De leden van de GroenLinks-fractie maken zich zorgen over het gegeven dat de kritische depositiewaarden in veel natuurgebieden niet worden bereikt met de Programmatische Aanpak Stikstof (PAS). Zij vragen u toe te lichten hoe de regering dit ziet, of u deze zorg deelt en met welke maatregelen u denkt de kritische depositiewaarden wel te gaan realiseren.

Deze leden constateren dat de werkelijk gemeten ammoniakemissies en -concentraties minder dalen dan wat tot nu toe gerapporteerd werd door de Emissieregistratie, en berekend wordt met de modellen. De werkelijke gemeten ammoniakconcentraties op de meetstations van het Landelijk Meetnet Luchtkwaliteit liggen sinds 2010 aanzienlijk boven de concentraties die uit de modelberekeningen volgen. Het verschil tussen de gemeten concentraties en berekende concentraties op de Landelijke Meetstations Luchtkwaliteit (LML) en de meetstations van het Meetnet Ammoniak in Natuurgebieden (MAN) is flink toegenomen. De werkelijke ammoniakconcentraties en -emissies zijn dus al een aantal jaren significant hoger dan wat uit de modelberekeningen blijkt. De leden van de GroenLinks-fractie maken zich hier grote zorgen over, omdat de berekeningen cruciaal zijn voor het vaststellen van ontwikkelingsruimte en het vervolgens al dan niet toekennen van ontwikkelingsruimte. Zij vragen u hoe de regering omgaat met deze grote onzekerheid. Bent u het met deze leden eens dat het onverantwoord is ontwikkelingsruimte weg te geven die er in werkelijkheid helemaal niet is? Bent u het met deze leden eens dat zo lang de onzekerheid over de werkelijke emissies en concentraties zo groot is, het verstandig en noodzakelijk is om geen ontwikkelingsruimte toe te delen? Zal de regering deze lijn volgen?
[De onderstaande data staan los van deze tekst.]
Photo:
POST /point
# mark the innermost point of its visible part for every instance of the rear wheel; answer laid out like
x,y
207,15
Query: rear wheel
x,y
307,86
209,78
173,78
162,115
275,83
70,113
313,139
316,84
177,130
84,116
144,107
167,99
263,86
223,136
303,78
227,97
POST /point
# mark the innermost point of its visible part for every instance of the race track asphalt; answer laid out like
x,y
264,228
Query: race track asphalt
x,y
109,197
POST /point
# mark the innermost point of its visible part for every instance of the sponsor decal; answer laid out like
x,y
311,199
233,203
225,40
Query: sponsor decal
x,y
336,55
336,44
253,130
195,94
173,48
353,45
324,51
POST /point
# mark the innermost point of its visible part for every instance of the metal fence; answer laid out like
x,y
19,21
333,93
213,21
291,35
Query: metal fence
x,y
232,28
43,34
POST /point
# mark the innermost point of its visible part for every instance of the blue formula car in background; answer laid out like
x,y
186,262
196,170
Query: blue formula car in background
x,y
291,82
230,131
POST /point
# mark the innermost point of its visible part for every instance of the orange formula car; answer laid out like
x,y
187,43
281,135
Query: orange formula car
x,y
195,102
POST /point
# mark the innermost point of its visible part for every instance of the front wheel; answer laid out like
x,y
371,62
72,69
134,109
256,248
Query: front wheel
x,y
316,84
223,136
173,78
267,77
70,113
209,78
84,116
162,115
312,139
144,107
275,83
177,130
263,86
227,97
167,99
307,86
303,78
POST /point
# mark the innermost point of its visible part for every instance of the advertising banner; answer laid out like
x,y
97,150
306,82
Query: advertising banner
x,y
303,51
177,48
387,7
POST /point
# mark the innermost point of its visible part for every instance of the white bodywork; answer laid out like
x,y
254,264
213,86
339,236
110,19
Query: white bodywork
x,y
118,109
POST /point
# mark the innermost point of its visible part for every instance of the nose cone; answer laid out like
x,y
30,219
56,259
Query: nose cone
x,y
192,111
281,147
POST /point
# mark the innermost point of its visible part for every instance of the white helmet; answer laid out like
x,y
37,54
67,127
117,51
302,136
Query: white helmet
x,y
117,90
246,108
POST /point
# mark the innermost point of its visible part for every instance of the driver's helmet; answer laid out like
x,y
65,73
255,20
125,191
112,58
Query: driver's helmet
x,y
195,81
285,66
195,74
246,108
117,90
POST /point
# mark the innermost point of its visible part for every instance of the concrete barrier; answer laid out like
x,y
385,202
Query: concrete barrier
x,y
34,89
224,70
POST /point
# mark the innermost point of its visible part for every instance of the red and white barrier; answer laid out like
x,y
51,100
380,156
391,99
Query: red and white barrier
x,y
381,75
Nederland loopt in Europa achter met het realiseren van de gunstige staat van instandhouding van Natura 2000-gebieden. De PAS moet hier een bijdrage aan leveren, maar dan is het wel cruciaal dat de PAS tot werkelijke en voldoende reductie van ammoniakemissies en depositie leidt. Daarover hebben de leden van de GroenLinks-fractie zorgen, zoals aangegeven. Zal de regering de PAS zodanig uitvoeren dat positieve effecten op de natuur daadwerkelijk worden gerealiseerd? En is de regering bereid aanvullende maatregelen te nemen die tot voldoende daling van de emissies en stikstofdepositie zullen leiden, zoals strikte handhaving van de stoppersregeling, of beter nog, afschaffen van de stoppersregeling omdat slechts de helft van de varkenshouders die voor 2020 stoppen een plan heeft ingediend voor de beperking van emissies?2 En is de regering bereid de groei van de melkveehouderij aan banden te leggen, aangezien nu bedrijven kunnen groeien zolang de mest maar wordt verwerkt, en daarmee een forse groei van de ammoniakemissie in het verschiet ligt? Bent u bereid bedrijven die ten onrechte geen vergunning op basis van de Natuurbeschermingswet hebben, geen vergunning uit de ontwikkelruimte te geven zonder toetsing aan de gebiedsanalyses die in de PAS zijn gemaakt? Bent u bereid om emissies uit de scheepvaart te belasten, onder meer via differentiatie van havengelden?3

In artikel 6 van de ontwerpregeling wordt verwezen naar een bijlage met prioritaire infrastructuur- en industrie projecten. Deze prioritaire projecten leiden tot veel extra stikstofdepositie. Daarmee wordt het realiseren van voldoende reductie van emissies en stikstofdepositie teneinde kwetsbare natuur te ontzien, een zeer lastige zo niet onmogelijke zaak. Bent u dit eens met de leden van de GroenLinks-fractie? Welke maatregelen zal de regering nemen om toch voldoende reductie van emissie en depositie te realiseren? Overweegt u om een aantal prioritaire projecten te schrappen of aan strengere emissie-eisen te onderwerpen? Zo nee, welke maatregelen neemt de regering dan?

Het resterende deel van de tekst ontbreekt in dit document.